29 This Court subsequently received an affidavit from the officer which relates to the possession charge. Although the affidavit is not very detailed concerning the co-operation which the appellant says he gave to the police, and the officer did not consider that the co-operation had been of much significance, it is my view that the co-operation was not sufficiently taken into account by the learned Judge in the sentencing of the appellant.
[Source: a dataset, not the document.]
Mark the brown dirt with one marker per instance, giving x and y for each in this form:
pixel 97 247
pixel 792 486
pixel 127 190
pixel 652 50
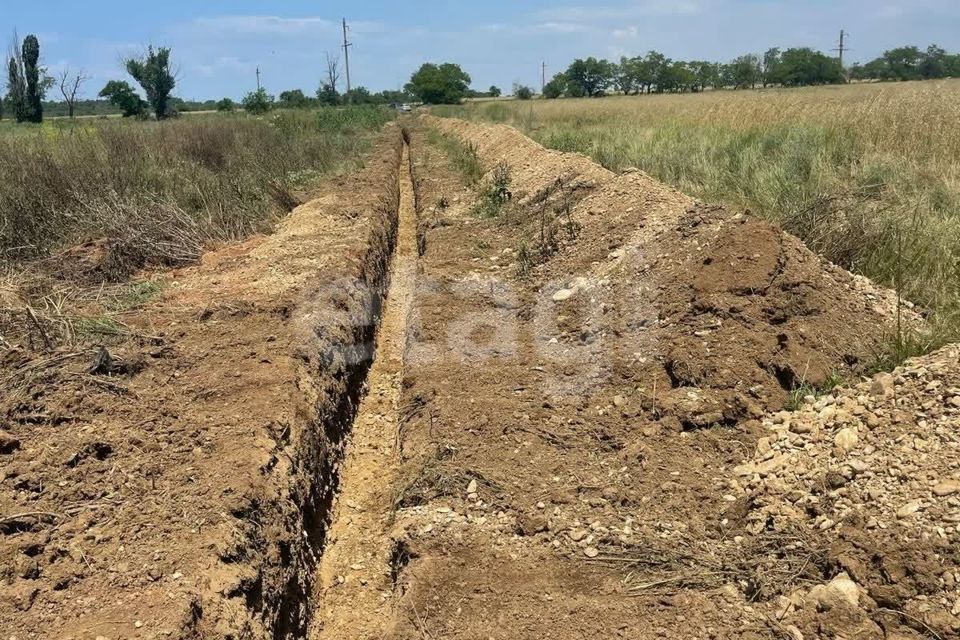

It should have been.
The Law
30 An appellate court is not entitled to intervene merely because it would have exercised the sentencing discretion in a manner different from the sentencing Judge – Lowndes v The Queen (1999) 195 CLR 665. However, if the learned Judge did not take into account a material matter and the Court of Criminal Appeal is of the opinion that a different sentence should have been passed it may pass such other sentence which may be lawfully passed for the offence as it thinks ought to have been passed – Criminal Code (WA), s 689(3); Dinsdale v The Queen (2000) 202 CLR 321.
Conclusion
31 It was my view that the learned Judge did not sufficiently take into account the co-operation given by the appellant to the authorities, probably due to the failure of either counsel for the appellant or counsel for the Crown to fully inform his Honour of it. It was because of that, that I agreed that the 1 year sentence of imprisonment for the possession charge should be made concurrent with the 3 year sentence for the cannabis cultivation with intent, with a result that the appellant would have been eligible for parole in December 2003 rather than early in April 2004.